The President is blind to this reality: to him, the problem is the US and Russian nuclear stockpiles.

Incredibly, his answer to the problem of Iran and North Korea was to proclaim the need for a “new international framework for peaceful nuclear power”, as if that is really what these dictator nations want.

But in 10 years, both of these trips will pale in significance compared to the long-brewing failure of Obama’s 2009 visit to Egypt. This is the biggest foreign folly a US president has committed since President George HW Bush went to Ukraine and warned its parliament not to break up the Soviet Union.

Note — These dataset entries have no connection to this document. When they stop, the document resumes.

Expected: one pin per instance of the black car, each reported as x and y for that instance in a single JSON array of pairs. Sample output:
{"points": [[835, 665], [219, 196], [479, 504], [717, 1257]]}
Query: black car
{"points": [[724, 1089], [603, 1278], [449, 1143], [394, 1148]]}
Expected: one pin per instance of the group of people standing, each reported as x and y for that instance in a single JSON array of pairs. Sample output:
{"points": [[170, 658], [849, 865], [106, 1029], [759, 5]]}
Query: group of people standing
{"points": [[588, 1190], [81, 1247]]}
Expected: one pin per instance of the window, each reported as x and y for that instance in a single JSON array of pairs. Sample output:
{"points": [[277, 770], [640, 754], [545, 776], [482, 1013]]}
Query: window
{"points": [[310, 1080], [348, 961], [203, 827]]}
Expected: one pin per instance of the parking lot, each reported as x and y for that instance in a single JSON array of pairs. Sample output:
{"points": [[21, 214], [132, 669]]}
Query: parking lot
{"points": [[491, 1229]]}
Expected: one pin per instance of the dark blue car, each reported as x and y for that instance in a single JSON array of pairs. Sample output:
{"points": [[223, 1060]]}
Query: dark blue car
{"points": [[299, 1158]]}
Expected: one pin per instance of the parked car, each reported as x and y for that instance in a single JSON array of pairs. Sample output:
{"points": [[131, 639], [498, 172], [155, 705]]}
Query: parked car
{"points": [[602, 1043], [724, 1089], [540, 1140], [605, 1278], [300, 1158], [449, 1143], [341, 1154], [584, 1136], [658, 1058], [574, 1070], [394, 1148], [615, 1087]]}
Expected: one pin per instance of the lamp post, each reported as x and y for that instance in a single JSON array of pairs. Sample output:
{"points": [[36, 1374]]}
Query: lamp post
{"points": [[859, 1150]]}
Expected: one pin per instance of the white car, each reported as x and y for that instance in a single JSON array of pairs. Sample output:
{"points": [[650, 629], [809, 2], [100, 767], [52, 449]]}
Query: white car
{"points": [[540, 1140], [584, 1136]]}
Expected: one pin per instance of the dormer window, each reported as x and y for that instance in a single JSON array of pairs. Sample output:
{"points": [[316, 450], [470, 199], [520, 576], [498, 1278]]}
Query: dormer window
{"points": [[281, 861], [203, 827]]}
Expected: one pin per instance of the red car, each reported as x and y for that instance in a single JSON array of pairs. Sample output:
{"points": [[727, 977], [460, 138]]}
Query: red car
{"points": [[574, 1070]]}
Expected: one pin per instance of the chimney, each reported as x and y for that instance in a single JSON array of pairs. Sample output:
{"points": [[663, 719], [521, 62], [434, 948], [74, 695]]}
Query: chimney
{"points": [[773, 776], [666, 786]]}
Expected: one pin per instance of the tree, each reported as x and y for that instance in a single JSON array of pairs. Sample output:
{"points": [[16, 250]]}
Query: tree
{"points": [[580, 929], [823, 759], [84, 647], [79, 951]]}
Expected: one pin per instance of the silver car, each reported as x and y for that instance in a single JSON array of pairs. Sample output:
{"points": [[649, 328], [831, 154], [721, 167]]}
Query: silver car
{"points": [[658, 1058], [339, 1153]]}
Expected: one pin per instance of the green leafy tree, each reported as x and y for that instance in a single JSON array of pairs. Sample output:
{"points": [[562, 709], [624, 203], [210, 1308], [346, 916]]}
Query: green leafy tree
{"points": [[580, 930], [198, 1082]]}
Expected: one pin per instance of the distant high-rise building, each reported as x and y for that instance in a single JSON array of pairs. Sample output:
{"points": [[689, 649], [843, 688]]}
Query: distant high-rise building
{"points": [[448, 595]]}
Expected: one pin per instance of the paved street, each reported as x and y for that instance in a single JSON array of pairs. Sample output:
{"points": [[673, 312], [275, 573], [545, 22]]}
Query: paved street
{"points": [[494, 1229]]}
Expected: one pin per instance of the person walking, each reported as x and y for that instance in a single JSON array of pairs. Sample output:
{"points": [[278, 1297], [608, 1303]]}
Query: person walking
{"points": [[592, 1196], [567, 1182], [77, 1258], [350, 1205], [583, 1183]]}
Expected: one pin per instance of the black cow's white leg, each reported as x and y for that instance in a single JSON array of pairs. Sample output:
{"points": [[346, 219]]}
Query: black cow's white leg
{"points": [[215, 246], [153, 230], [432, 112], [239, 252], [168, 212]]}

In 2009, Obama’s emphasis was on apologising for the United States, in the false hope that by proclaiming everyone’s moral equivalence, the Middle East’s intractable problems could be resolved. That left him unwilling to support protests against the US’s declared enemies, such as Iran. Obama was, though, all too willing to back revolutions against autocrats in Tunisia, Libya, and Egypt.

We shouldn’t ignore the ugliness of the Mubarak security state. But foreign policy often offers a choice only between a greater and a lesser evil. And the result of Obama’s policy has been to put the US in the position of trying to prove our good faith by supporting the rule of the Muslim Brotherhood in Egypt.

That is a fool’s errand if ever there was one. Unsurprisingly, after the 
latest coup, we’re now plumbing 
new depths of unpopularity in Egypt.

No one now trusts the US – certainly not the Brotherhood, which was born to hate us, but also not the Army, and not the tiny band of genuine Egyptian liberals either.

It’s a long way from the “New Beginning” that Obama touted in 2009. Time and again, Obama has travelled abroad, only to see the hope he raises dashed by the consequences of his own actions.

He’s not going to get rid of nuclear weapons, win the goodwill of the Brotherhood, or electrify Africa. Obama’s travels always bring promises, but unwise promises are the mark of a feckless foreign policy.